Generalized Signal Alignment: On the Achievable DoF for Multi-User MIMO Two-Way Relay Channels (1405.0718v3)

Abstract: This paper studies the achievable degrees of freedom for multi-user MIMO two-way relay channels, where there are $K$ source nodes, each equipped with $M$ antennas, one relay node, equipped with $N$ antennas, and each source node exchanges independent messages with an arbitrary set of other source nodes via the relay. By allowing an arbitrary information exchange pattern, the considered channel model is a unified one.

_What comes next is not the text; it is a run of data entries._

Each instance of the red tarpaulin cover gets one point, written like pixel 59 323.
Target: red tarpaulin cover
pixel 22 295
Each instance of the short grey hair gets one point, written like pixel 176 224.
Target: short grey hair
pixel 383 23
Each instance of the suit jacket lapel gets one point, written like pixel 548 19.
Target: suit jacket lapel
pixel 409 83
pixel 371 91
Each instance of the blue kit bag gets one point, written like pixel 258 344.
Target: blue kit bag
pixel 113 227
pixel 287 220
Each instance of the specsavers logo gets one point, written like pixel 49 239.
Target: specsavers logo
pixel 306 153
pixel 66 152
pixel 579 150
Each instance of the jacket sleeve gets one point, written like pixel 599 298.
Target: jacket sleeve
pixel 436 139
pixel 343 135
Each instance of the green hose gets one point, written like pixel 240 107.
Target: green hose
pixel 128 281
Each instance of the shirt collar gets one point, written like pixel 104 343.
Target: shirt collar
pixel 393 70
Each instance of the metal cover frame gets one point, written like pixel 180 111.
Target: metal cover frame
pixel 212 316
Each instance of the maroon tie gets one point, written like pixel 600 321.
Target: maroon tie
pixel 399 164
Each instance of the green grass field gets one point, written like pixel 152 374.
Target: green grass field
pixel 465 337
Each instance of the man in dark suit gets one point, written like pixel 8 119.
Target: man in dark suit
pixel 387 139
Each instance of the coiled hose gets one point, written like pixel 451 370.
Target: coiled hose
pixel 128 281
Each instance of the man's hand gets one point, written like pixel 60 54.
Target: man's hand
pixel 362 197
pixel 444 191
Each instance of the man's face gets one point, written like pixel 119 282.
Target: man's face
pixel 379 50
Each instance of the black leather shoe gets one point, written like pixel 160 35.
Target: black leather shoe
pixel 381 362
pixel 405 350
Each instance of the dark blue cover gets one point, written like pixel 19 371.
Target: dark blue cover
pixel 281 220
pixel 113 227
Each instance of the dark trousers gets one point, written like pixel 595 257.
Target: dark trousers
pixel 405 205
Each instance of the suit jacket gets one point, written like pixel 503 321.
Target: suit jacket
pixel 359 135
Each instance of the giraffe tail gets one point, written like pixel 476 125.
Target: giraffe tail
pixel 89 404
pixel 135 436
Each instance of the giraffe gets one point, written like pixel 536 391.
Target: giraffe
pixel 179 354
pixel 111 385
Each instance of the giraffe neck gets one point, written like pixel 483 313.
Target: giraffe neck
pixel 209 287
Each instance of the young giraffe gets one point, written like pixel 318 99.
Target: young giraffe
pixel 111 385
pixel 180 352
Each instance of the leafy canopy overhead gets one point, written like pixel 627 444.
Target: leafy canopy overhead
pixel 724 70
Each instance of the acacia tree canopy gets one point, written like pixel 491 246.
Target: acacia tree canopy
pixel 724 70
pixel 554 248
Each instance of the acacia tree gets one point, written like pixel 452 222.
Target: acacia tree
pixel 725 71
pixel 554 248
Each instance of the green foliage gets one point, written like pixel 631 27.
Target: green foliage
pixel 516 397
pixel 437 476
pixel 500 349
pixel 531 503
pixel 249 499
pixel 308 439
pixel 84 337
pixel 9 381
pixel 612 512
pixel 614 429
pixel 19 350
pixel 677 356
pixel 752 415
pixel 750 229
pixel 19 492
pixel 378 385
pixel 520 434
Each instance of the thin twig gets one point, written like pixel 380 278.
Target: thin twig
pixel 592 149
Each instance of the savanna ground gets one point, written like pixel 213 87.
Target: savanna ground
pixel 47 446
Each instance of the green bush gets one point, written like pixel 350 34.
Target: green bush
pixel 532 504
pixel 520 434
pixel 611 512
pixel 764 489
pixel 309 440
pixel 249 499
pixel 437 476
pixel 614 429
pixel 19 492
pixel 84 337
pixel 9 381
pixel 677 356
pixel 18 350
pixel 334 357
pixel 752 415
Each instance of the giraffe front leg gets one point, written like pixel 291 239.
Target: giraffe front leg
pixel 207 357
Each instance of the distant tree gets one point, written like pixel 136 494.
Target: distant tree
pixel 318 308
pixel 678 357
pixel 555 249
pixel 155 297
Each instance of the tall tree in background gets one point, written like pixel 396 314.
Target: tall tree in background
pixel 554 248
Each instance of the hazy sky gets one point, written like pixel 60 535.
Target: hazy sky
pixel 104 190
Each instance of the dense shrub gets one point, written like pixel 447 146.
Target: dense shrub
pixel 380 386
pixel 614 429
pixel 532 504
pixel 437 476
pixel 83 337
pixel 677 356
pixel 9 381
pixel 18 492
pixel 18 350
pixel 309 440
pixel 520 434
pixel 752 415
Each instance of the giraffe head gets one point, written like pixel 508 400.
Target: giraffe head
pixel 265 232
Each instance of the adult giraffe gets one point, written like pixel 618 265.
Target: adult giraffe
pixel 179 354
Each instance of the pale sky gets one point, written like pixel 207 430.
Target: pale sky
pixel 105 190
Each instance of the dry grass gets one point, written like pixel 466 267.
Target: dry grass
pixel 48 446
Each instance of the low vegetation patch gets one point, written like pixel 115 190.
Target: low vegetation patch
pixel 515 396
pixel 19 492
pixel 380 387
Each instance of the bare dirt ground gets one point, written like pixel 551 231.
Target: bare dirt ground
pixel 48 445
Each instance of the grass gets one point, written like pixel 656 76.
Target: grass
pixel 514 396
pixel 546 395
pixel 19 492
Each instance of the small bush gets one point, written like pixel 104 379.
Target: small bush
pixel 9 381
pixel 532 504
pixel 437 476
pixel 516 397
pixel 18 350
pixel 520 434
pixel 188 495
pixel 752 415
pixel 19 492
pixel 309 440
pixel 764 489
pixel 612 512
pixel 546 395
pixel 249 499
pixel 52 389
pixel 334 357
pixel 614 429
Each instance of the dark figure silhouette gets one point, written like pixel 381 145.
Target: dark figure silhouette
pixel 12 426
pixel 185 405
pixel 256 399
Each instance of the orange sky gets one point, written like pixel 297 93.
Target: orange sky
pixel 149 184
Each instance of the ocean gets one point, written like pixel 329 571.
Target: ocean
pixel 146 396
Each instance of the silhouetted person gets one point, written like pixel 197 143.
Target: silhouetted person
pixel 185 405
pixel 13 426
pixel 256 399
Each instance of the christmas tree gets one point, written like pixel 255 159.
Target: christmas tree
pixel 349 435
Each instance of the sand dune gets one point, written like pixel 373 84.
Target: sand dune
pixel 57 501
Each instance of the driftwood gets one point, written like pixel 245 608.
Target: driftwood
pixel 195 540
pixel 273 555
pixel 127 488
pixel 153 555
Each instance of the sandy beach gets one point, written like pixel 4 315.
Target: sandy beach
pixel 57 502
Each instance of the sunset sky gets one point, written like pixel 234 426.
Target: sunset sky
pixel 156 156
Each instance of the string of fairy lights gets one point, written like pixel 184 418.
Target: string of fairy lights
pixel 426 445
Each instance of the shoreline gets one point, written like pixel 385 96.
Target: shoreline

It includes several existing channel models as special cases: $K$-user MIMO Y channel, multi-pair MIMO two-way relay channel, generalized MIMO two-way X relay channel, and $L$-cluster MIMO multiway relay channel. Previous studies mainly considered the achievability of the DoF cut-set bound $2N$ at the antenna configuration $N < 2M$ by applying signal alignment. This work aims to investigate the achievability of the DoF cut-set bound $KM$ for the case $N\geq 2M$. To this end, we first derive tighter DoF upper bounds for three special cases of the considered channel model. Then, we propose a new transmission framework, generalized signal alignment, to approach these bounds. The notion of GSA is to form network-coded symbols by aligning every pair of signals to be exchanged in a compressed subspace at the relay. A necessary and sufficient condition to construct the relay compression matrix is given. We show that using GSA, the new DoF upper bound is achievable when i) $\frac{N}{M} \in \big(0, 2+\frac{4}{K(K-1)}\big] \cup \big[K-2, +\infty\big)$ for the $K$-user MIMO Y channel; ii) $\frac{N}{M} \in \big(0, 2+\frac{4}{K}\big] \cup \big[K-2, +\infty\big)$ for the multi-pair MIMO two-way relay channel; iii) $\frac{N}{M} \in \big(0, 2+\frac{8}{K^2}\big] \cup \big[K-2, +\infty\big)$ for the generalized MIMO two-way X relay channel. We also provide the antenna configuration regions for the general multi-user MIMO two-way relay channel to achieve the total DoF $KM$.